-
Bug
-
Resolution: Unresolved
-
Critical
-
None
-
None
-
None
-
False
-
-
False
-
subs-swatch-thunder
-
-
The /v1/tally/products/<PRODUCT_ID>/<METRIC_ID> endpoint is timing out for customers with large amounts of data, causing 500 errors and degraded user experience.

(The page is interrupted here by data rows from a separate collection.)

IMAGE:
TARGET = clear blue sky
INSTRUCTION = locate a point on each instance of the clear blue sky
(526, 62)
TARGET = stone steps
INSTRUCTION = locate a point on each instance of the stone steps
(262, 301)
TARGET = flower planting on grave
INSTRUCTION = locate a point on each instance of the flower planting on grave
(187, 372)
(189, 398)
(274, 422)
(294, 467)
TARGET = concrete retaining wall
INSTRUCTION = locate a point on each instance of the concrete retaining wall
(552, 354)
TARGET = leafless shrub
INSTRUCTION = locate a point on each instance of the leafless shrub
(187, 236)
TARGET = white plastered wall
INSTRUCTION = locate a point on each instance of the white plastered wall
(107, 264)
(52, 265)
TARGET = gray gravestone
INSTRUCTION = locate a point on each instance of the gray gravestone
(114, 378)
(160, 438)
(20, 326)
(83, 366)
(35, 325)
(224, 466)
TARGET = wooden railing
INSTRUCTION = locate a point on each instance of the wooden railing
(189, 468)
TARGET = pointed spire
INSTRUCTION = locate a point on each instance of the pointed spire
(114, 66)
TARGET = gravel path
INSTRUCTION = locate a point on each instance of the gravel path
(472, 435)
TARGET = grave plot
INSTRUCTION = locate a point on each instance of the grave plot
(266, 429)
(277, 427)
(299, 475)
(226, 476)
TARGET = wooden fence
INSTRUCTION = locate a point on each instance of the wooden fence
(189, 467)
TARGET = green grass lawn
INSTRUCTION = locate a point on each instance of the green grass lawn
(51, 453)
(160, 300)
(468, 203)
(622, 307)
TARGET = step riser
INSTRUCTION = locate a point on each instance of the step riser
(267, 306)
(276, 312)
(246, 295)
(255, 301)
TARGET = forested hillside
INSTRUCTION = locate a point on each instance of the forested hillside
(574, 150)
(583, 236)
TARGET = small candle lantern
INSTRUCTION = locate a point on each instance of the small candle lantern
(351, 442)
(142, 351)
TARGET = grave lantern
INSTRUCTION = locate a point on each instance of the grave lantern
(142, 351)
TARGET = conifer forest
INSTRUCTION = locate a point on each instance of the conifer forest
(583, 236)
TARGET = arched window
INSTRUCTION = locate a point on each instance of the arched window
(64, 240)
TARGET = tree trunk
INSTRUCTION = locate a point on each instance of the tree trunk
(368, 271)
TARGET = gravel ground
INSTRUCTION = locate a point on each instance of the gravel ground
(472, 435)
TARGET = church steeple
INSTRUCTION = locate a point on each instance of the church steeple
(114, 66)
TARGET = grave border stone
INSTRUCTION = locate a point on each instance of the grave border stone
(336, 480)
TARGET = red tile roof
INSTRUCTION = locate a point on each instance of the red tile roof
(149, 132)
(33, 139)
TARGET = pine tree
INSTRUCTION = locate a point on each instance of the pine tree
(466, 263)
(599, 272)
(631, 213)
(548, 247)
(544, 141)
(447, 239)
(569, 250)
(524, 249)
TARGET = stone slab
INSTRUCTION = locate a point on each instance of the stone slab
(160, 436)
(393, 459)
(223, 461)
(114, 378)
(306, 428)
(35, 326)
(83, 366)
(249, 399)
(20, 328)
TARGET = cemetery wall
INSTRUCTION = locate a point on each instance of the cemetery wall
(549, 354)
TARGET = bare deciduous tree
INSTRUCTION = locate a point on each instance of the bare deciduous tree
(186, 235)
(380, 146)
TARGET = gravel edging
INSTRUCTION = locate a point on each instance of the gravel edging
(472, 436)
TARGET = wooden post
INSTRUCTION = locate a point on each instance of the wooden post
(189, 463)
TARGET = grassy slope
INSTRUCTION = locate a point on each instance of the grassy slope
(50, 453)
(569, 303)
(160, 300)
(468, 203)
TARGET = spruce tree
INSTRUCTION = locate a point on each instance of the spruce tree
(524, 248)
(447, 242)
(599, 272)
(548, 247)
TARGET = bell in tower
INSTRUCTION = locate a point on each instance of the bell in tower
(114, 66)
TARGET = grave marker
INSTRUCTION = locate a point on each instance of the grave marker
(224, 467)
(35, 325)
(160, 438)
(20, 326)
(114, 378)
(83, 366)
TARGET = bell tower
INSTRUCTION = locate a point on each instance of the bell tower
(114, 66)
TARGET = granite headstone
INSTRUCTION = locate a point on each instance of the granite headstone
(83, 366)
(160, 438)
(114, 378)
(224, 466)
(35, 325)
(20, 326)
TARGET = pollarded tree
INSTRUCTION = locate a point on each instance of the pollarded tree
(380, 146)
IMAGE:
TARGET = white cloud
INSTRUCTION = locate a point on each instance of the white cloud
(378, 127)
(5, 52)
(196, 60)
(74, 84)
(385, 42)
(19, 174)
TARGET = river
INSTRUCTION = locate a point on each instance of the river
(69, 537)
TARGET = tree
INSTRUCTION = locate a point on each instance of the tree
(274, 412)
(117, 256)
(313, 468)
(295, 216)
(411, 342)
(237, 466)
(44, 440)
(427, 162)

We've identified that the query joining tally_snapshots with tally_measurements exceeds the PostgreSQL statement timeout for organizations with significant data volumes (e.g., with ~890K tally_snapshots records). The gateway returns a 009 status code (NGINX client-closed connection) after 30 seconds, while the database eventually cancels the query due to statement timeout.
The problematic query is:
SELECT DISTINCT ts1_0.id, ts1_0.billing_account_id, ts1_0.billing_provider,
ts1_0.granularity, ts1_0.org_id, ts1_0.product_id, ts1_0.sla,
ts1_0.snapshot_date, tm1_0.snapshot_id, tm1_0.measurement_type,
tm1_0.metric_id, tm1_0.value, ts1_0.usage
FROM tally_snapshots ts1_0
LEFT JOIN tally_measurements tm1_0 ON ts1_0.id = tm1_0.snapshot_id
WHERE ts1_0.org_id = ?
AND ts1_0.product_id = ?
AND ts1_0.granularity = ?
AND ts1_0.sla = ?
AND ts1_0.usage = ?
AND ts1_0.billing_provider = ?
AND ts1_0.billing_account_id = ?
AND ts1_0.snapshot_date BETWEEN ? AND ?
ORDER BY ts1_0.snapshot_date
Data volume for affected organization:
- tally_snapshots: 890,082 records
- tally_measurements: 2,464,843 records
- hosts: 70,795 records
- host_tally_buckets: 115,800 records
Acceptance Criteria
- Reproduce the issue with similar amount of data and improve this API to fix the performance issues that cause the timeout.